Brown-Out Circuit for a DC/DC converter

Thread Starter

booj

Joined Jun 24, 2007
1
Hey all, I'm building this power supply where I use ~12V from the cigarette lighter jack in a car and have it run through a voltage regulator( LM 7805 ) to power : atmel microcontroller, UM12 modem, LCD and a GPS receiver.

I need to add a brown-out circuit ( most microcontrollers have one built in ) but i'm not sure how to connect this circuit to the rest of the modules.

Any bit of help would be greatly appreciated.
 

Papabravo

Joined Feb 24, 2006
21,225
With respect to battery powered systems the concept of a brown-out is out of place. In a mains powered circuit it refers to a temporary dip in the voltage. If the power supply cannot handle such a dip in the AC voltage, it's regulated output will dip. In automotive systems recoverable brown-outs don't generally happen.
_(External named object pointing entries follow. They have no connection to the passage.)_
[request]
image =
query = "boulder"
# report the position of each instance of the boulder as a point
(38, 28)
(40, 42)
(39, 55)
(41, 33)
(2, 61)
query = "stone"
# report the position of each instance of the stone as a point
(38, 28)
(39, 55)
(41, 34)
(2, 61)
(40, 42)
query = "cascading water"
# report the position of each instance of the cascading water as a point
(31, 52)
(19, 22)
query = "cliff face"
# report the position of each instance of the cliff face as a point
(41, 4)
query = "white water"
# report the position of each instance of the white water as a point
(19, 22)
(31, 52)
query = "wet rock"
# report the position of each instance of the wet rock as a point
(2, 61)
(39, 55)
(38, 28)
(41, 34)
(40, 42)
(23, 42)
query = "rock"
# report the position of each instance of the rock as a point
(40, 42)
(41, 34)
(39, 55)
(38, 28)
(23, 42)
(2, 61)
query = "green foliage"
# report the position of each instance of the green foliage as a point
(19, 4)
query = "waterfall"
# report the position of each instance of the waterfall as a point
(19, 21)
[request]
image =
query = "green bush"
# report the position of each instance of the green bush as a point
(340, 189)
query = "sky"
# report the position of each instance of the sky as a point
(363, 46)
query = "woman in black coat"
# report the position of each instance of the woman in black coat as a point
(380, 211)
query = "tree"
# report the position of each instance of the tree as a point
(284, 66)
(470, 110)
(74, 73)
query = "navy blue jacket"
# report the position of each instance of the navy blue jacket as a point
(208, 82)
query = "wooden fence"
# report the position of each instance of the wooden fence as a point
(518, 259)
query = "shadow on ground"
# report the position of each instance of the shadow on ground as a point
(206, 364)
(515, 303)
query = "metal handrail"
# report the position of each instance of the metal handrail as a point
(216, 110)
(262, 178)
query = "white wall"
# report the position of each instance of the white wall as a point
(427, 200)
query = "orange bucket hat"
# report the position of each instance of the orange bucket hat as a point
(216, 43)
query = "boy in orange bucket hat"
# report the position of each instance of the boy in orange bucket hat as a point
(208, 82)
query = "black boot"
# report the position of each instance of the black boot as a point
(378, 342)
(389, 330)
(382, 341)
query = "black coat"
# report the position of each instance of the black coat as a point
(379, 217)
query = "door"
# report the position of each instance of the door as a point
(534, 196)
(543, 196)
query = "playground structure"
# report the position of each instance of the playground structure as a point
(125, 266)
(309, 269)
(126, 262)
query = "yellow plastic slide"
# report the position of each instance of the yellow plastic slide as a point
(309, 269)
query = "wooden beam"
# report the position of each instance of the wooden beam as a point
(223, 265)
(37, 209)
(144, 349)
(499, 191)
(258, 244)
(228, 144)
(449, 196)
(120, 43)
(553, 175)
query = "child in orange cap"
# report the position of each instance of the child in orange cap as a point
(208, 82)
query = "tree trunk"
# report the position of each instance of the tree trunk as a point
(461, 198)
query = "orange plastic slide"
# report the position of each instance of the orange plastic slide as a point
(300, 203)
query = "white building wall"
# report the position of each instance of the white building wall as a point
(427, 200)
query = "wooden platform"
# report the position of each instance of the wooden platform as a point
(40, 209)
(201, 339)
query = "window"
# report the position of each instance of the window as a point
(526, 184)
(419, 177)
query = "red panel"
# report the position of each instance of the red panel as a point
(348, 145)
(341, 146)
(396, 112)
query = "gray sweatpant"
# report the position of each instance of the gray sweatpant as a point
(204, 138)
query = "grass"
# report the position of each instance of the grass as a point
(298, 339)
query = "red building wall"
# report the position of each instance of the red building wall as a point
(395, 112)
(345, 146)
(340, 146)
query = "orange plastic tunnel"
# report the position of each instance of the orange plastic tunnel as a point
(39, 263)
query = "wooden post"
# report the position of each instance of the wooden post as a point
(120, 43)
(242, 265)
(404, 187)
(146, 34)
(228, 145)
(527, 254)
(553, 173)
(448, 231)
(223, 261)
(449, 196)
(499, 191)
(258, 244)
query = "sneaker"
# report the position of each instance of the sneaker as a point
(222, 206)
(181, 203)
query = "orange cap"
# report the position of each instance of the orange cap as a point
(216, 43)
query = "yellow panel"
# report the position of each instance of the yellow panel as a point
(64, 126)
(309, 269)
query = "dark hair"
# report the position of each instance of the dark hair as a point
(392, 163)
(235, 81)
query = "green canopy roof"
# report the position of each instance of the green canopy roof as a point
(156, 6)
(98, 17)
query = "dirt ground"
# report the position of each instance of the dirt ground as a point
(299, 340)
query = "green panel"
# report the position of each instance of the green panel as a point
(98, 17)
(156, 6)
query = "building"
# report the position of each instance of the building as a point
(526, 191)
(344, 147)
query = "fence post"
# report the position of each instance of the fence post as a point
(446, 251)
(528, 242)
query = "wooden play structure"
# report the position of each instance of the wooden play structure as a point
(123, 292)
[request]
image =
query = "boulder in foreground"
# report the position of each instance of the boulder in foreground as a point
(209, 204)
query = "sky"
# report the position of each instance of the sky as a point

A load dump transient is probably of greater concern.

To answer your question there are probably several different ways you could approach the problem. If you use a diode to charge a capacitor from the +12V and compare the value on the capacitor to the +12V you will get an indication that the +12V has dropped below the capacitor voltage before the capacitor has a chance to discharge.
 

a_kent

Joined Jun 12, 2007
30
What PapaBravo said, plus when you start the car, or hit major peaks with a 1kw+ audio amp, you can have major voltage dips as well.

What kinds of problems are you having?

The PIC's and AVR's mostly have brownout detection built in. Just enable it and the cpu should just reset itself if this happens.

If this is a commercial product, I would highly recommend moving to a switching power supply. That 7805 is really inefficient.